Problem 4.14 Add or subtract, and simplify. Assume all variables are positive.

1. $$5\sqrt6+3\sqrt6$$
2. $$4\sqrt{20}-2\sqrt5$$
3. $$3\sqrt{32x^2}+5x\sqrt{8}$$

Problem 4.15 Add or subtract, and simplify. Assume all variables are positive

1. $$7\sqrt{4x^2}+2\sqrt{25x}-\sqrt{16x}$$
2. $$5\sqrt[3]{x^2y}+\sqrt[3]{27x^5y^4}$$
3. $$3\sqrt{9y^3}-3y\sqrt{16y}+\sqrt{25y^3}$$

Problem 4.16 Multiply and simplify. Assume all variables are positive.

1. $$\sqrt2(3\sqrt3-2\sqrt2)$$
2. $$(\sqrt5+\sqrt7)(3\sqrt5-2\sqrt7)$$
3. $$(\sqrt3+\sqrt2)^2$$

Problem 4.17 Multiply and simplify. Assume all variables are positive.

1. $$(\sqrt6-\sqrt5)(\sqrt6+\sqrt5)$$
2. $$(\sqrt{x+1}-1)(\sqrt{x+1}+1)$$
3. $$(2\sqrt[3]x+6)(\sqrt[3]x+1)$$

Problem 4.18 Simplify the radical expression and rationalize the denominator. Assume all variables are positive.

1. $$\sqrt[3]{\dfrac2{25}}$$
2. $$\sqrt{\dfrac{2x}{7y}}$$
3. $$\dfrac{\sqrt[3]{x}}{\sqrt[3]{3y^2}}$$
4. $$\dfrac{3x}{\sqrt[4]{x^3y}}$$

Problem 4.19 Simplify the radical expression and rationalize the denominator. Assume all variables are positive.

1. $$\dfrac{6\sqrt3}{\sqrt3-1}$$
2. $$\dfrac{\sqrt5-\sqrt3}{\sqrt5+\sqrt3}$$
3. $$\dfrac{3+\sqrt2}{2+\sqrt3}$$
4. $$\dfrac{2\sqrt{x}}{\sqrt x- \sqrt y}$$

Problem 4.20 Simplify and rationalize the denominator. Assume all variables are positive.

1. $$\dfrac{\sqrt{x}}{\sqrt x-1}+\dfrac{1}{\sqrt{x}+1}$$
2. $$\dfrac{\sqrt{x}+1}{\sqrt x}-\dfrac{1}{\sqrt{x}-1}$$

Problem 4.21 Add, subtract, multiply complex numbers and write your answer in the form $$a+b\ii$$.

1. $$\sqrt{-2}\cdot\sqrt{-3}$$
2. $$\sqrt{2}\cdot\sqrt{-8}$$
3. $$(5-2\ii)+(3+3\ii)$$
4. $$(2+6\ii)-(12-4\ii)$$

Problem 4.22 Add, subtract, multiply complex numbers and write your answer in the form $$a+b\ii$$.

1. $$(3+\ii)(4+5\ii)$$
2. $$(7-2\ii)(-3+6\ii)$$
3. $$(3-x\sqrt{-1})(3+x\sqrt{-1})$$
4. $$(2+3\ii)^2$$

Problem 4.23 Divide the complex number and write your answer in the form $$a+b\ii$$.
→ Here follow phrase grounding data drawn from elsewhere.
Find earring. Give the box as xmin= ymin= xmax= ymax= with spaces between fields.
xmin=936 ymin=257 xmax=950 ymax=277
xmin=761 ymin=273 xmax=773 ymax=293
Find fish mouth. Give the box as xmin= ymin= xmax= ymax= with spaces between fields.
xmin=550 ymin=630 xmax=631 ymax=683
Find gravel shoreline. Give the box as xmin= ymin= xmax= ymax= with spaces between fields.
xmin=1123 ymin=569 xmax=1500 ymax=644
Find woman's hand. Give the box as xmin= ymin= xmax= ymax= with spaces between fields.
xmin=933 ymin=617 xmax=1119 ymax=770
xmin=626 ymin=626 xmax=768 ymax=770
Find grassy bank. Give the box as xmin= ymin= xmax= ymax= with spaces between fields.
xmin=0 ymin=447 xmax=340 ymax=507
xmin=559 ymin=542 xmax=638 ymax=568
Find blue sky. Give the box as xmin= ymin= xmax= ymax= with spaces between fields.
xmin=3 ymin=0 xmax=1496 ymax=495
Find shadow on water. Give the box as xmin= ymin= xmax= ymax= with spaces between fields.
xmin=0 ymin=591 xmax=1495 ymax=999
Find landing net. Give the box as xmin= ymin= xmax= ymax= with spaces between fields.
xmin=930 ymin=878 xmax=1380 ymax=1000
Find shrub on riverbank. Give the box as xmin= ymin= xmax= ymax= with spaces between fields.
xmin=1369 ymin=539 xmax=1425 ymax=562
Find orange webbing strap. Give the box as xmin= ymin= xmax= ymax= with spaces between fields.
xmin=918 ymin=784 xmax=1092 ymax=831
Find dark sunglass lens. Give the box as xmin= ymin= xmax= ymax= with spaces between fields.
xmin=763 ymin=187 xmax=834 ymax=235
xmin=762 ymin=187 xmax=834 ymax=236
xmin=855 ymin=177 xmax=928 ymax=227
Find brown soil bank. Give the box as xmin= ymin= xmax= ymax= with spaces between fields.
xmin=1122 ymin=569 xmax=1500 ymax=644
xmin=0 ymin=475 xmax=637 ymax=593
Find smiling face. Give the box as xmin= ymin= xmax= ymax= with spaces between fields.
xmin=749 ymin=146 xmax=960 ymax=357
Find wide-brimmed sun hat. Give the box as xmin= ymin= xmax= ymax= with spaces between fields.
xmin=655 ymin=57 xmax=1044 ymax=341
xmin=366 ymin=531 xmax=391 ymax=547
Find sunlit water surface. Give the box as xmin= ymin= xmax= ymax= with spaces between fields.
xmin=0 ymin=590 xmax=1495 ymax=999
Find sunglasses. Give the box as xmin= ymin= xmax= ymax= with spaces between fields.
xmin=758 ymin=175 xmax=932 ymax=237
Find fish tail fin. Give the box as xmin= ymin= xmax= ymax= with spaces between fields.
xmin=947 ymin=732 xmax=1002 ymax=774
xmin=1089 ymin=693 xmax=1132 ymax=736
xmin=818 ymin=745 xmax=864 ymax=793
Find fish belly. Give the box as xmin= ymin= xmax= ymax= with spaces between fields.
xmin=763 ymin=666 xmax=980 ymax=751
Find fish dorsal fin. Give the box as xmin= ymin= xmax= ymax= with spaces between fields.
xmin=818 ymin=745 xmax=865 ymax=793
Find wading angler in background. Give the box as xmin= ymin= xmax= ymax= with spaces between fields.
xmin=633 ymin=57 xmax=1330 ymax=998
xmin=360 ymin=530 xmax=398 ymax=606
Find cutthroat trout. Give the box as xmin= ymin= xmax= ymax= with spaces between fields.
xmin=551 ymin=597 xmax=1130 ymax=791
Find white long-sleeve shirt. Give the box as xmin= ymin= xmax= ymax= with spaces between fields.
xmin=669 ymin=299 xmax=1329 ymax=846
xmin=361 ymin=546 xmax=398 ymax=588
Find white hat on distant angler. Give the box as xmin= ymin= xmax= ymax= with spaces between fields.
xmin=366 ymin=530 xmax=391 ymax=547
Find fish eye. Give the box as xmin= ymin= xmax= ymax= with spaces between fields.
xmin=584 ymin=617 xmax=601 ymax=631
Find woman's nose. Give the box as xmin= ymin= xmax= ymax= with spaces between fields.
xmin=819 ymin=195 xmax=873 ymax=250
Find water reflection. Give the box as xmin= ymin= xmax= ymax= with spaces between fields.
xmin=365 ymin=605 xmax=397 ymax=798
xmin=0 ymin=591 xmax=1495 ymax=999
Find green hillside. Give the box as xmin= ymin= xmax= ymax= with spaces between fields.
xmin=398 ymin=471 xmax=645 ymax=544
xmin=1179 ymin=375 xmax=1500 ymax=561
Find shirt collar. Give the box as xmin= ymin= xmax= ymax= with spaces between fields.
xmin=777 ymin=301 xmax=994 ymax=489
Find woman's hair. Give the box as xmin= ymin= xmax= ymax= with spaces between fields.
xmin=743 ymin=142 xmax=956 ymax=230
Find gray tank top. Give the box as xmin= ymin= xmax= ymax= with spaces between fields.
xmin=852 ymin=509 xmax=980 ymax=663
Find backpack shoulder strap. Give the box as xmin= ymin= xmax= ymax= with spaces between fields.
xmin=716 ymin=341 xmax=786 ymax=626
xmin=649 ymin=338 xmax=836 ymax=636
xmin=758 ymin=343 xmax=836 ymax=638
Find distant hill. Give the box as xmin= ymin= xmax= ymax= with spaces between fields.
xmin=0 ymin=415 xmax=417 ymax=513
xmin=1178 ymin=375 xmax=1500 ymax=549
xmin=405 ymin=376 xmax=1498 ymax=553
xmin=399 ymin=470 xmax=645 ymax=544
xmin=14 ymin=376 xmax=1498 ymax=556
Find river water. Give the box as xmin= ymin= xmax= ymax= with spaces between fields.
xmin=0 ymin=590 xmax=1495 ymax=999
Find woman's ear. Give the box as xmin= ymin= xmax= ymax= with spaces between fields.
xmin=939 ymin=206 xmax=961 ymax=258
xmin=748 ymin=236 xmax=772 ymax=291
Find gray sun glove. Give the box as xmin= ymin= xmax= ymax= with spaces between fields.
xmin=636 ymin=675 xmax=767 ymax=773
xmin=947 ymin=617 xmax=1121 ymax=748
1. $$\dfrac{2\ii}{1+\ii}$$
2. $$\dfrac{5-2\ii}{3+2\ii}$$
3. $$\dfrac{2+3\ii}{3-\ii}$$
4. $$\dfrac{4+7\ii}{-3\ii}$$

Problem 4.24 Simplify the expression.

1. $$(-\ii)^{8}$$
2. $$\ii^{15}$$
3. $$\ii^{2017}$$
4. $$\dfrac1{\ii^{2018}}$$

Problem 4.25 Evaluate the function polynomial $$2x^2-3x+5$$ for $$x=1-\ii$$. Write your answer in the form $$a+b\ii$$.

Problem 4.26 Evaluate the polynomial $$\ii x^2-x+\frac{2}{x-1}$$ for $$x=\ii-1$$. Write your answer in the form $$a+b\ii$$.